Un albergue de peregrinos es un establecimiento de alojamiento sencillo, concebido específicamente para dar acogida a los caminantes que realizan rutas de peregrinación, siendo el Camino de Santiago el referente más emblemático en Europa. Su función principal es proporcionar un lugar de descanso, higiene y convivencia a los peregrinos tras cada etapa de la ruta, ofreciendo servicios básicos a precios reducidos o incluso de manera gratuita en algunos casos.
Históricamente, los albergues de peregrinos surgieron en la Edad Media ligados a monasterios, hospitales de peregrinos y cofradías religiosas, como expresión de hospitalidad cristiana hacia quienes recorrían largas distancias para visitar santuarios.
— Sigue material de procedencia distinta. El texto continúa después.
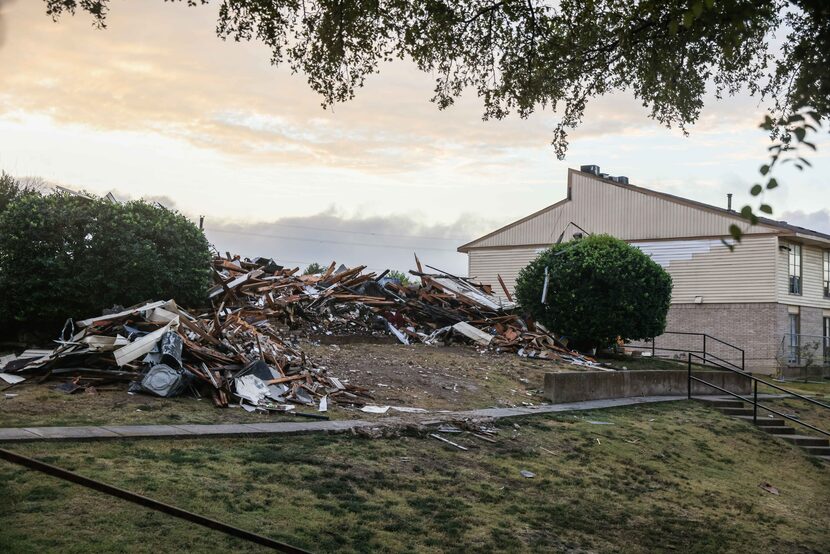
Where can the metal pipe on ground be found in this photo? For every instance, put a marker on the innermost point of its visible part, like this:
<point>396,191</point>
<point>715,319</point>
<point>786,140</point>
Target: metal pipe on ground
<point>141,500</point>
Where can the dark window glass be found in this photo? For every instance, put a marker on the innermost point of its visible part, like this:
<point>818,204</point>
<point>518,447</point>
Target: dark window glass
<point>795,268</point>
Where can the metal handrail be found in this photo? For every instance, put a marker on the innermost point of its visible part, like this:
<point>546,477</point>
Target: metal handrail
<point>754,400</point>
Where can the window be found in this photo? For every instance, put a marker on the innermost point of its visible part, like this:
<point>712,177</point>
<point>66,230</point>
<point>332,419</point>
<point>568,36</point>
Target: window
<point>793,357</point>
<point>826,340</point>
<point>794,266</point>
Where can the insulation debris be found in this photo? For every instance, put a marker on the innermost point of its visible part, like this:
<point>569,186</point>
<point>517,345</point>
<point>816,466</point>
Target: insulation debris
<point>243,349</point>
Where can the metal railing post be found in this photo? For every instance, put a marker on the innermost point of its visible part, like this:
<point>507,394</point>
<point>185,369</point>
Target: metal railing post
<point>755,404</point>
<point>689,379</point>
<point>704,348</point>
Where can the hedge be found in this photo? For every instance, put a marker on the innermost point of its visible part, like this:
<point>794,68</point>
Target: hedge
<point>600,288</point>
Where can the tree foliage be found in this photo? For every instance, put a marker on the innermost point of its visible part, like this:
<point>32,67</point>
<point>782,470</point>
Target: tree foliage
<point>600,288</point>
<point>522,55</point>
<point>71,256</point>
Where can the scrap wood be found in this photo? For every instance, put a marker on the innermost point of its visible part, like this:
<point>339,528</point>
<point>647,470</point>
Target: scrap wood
<point>448,441</point>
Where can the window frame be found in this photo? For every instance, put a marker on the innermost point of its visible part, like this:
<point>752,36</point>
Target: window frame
<point>826,338</point>
<point>795,269</point>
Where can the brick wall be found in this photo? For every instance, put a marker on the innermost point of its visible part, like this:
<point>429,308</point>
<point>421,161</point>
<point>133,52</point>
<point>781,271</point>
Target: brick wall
<point>752,326</point>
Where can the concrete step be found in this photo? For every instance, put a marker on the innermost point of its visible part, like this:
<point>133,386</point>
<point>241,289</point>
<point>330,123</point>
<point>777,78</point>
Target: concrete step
<point>807,440</point>
<point>775,430</point>
<point>764,421</point>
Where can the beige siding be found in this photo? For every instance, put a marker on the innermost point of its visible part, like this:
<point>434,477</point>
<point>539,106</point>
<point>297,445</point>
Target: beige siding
<point>485,265</point>
<point>811,278</point>
<point>718,275</point>
<point>630,213</point>
<point>703,268</point>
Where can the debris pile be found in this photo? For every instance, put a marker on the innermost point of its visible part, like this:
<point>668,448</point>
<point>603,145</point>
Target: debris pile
<point>439,309</point>
<point>232,355</point>
<point>240,350</point>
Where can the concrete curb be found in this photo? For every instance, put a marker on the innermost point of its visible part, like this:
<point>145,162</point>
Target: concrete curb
<point>108,432</point>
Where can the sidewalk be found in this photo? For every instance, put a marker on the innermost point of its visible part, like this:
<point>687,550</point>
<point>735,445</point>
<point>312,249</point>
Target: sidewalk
<point>19,434</point>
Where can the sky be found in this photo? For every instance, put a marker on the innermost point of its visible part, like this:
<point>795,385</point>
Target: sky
<point>157,106</point>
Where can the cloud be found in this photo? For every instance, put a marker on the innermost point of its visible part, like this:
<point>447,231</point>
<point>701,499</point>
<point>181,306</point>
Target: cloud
<point>817,221</point>
<point>380,242</point>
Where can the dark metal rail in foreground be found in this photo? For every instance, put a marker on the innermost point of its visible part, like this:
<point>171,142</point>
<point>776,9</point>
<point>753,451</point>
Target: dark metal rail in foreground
<point>66,475</point>
<point>754,399</point>
<point>708,356</point>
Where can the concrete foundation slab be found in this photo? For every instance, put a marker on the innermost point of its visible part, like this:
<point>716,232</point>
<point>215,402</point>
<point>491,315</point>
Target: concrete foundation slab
<point>577,386</point>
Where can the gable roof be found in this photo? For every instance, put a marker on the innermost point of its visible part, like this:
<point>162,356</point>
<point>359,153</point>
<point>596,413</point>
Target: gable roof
<point>771,225</point>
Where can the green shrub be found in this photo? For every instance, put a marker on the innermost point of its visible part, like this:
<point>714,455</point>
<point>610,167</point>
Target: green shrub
<point>314,268</point>
<point>600,288</point>
<point>68,256</point>
<point>402,277</point>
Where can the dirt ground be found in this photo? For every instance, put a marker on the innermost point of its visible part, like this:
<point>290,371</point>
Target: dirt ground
<point>434,378</point>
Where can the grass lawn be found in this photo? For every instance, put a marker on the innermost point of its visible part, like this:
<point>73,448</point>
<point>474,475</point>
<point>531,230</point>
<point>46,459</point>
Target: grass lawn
<point>675,476</point>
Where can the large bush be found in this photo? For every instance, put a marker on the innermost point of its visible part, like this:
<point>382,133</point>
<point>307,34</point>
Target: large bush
<point>68,256</point>
<point>600,288</point>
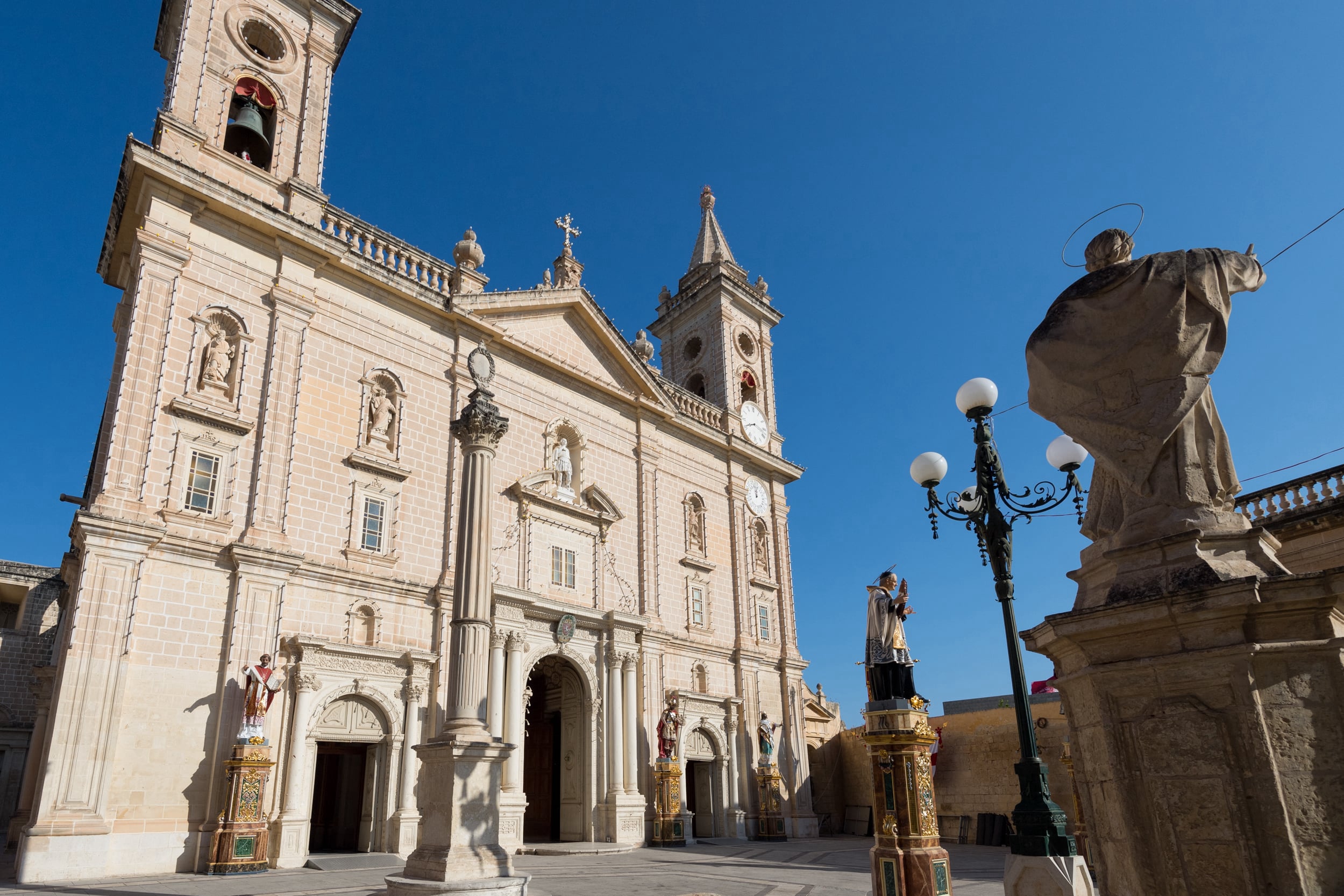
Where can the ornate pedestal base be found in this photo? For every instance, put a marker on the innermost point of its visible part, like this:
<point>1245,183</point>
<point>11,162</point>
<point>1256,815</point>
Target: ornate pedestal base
<point>238,845</point>
<point>771,820</point>
<point>669,828</point>
<point>906,859</point>
<point>459,849</point>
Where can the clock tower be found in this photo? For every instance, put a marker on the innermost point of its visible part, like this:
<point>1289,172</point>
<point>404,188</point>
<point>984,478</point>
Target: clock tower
<point>715,333</point>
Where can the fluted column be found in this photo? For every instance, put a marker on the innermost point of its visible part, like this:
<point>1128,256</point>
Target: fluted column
<point>414,692</point>
<point>631,716</point>
<point>495,694</point>
<point>479,430</point>
<point>514,711</point>
<point>616,730</point>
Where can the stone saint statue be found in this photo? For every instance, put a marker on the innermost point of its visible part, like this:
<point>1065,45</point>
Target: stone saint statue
<point>670,724</point>
<point>382,413</point>
<point>219,358</point>
<point>561,463</point>
<point>260,687</point>
<point>886,652</point>
<point>1121,365</point>
<point>765,739</point>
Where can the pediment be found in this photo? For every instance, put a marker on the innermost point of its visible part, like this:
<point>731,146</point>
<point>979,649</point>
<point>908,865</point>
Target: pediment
<point>566,327</point>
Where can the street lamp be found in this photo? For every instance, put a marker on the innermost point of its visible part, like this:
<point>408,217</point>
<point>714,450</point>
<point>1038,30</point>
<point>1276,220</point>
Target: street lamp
<point>990,508</point>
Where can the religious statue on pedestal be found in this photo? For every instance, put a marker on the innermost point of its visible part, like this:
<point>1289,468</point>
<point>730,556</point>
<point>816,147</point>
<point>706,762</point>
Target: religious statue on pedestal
<point>886,653</point>
<point>260,687</point>
<point>670,724</point>
<point>1121,365</point>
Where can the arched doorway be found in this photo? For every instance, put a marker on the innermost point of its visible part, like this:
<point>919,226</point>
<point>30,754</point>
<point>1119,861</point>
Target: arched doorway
<point>556,754</point>
<point>703,786</point>
<point>350,778</point>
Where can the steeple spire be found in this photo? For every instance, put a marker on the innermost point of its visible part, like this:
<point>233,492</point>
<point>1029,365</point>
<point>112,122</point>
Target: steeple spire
<point>712,245</point>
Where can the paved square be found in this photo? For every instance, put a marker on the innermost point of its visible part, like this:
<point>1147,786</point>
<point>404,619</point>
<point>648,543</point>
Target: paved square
<point>828,867</point>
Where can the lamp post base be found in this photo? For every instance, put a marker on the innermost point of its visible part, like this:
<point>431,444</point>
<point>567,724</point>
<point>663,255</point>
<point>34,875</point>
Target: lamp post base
<point>1047,876</point>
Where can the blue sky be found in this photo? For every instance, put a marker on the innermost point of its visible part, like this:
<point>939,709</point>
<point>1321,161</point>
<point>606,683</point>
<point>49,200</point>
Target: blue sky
<point>904,177</point>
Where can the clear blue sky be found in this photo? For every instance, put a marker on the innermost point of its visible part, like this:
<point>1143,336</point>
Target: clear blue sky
<point>902,175</point>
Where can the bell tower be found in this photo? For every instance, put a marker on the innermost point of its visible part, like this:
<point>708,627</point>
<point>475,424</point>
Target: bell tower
<point>715,332</point>
<point>248,92</point>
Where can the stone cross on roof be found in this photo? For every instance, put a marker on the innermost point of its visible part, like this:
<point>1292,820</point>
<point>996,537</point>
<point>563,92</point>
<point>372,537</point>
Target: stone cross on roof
<point>567,226</point>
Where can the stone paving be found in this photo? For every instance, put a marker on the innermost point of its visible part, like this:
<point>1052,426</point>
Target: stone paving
<point>830,867</point>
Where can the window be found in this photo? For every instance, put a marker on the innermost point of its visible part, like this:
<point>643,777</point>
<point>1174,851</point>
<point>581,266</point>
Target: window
<point>202,482</point>
<point>375,523</point>
<point>562,567</point>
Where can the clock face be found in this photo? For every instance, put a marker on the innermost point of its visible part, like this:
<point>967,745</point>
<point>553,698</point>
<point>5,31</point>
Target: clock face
<point>755,425</point>
<point>757,497</point>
Hoy en día, su esencia se mantiene, aunque adaptada a la normativa turística moderna y a las necesidades contemporáneas de los viajeros.
En cuanto a sus características, los albergues suelen disponer de dormitorios colectivos (literas en salas compartidas), servicios higiénicos comunes, cocinas de uso comunitario y espacios de convivencia entre los huéspedes. No están concebidos como establecimientos de confort, sino como lugares funcionales que fomentan la interacción y la solidaridad entre peregrinos.
Para acceder a ellos, en la mayoría de los casos es necesario presentar la credencial del peregrino, documento oficial que certifica la condición de caminante en una ruta jacobea u otra vía de peregrinación reconocida.
Los albergues de peregrinos pueden ser de gestión pública (municipales, autonómicos o parroquiales) o privada. Los primeros suelen regirse por principios de hospitalidad y rotación, permitiendo pernoctar solo una noche para dar acceso al mayor número de caminantes posible.
Los privados, en cambio, han introducido servicios adicionales como lavandería, WiFi, menús especiales o transporte de mochilas, aunque siempre manteniendo la esencia de sencillez y precios accesibles.
En el sector turístico, estos albergues se enmarcan en el turismo religioso, cultural y de naturaleza, y constituyen un elemento fundamental de la infraestructura que sostiene el fenómeno del Camino de Santiago y otras rutas históricas de peregrinación.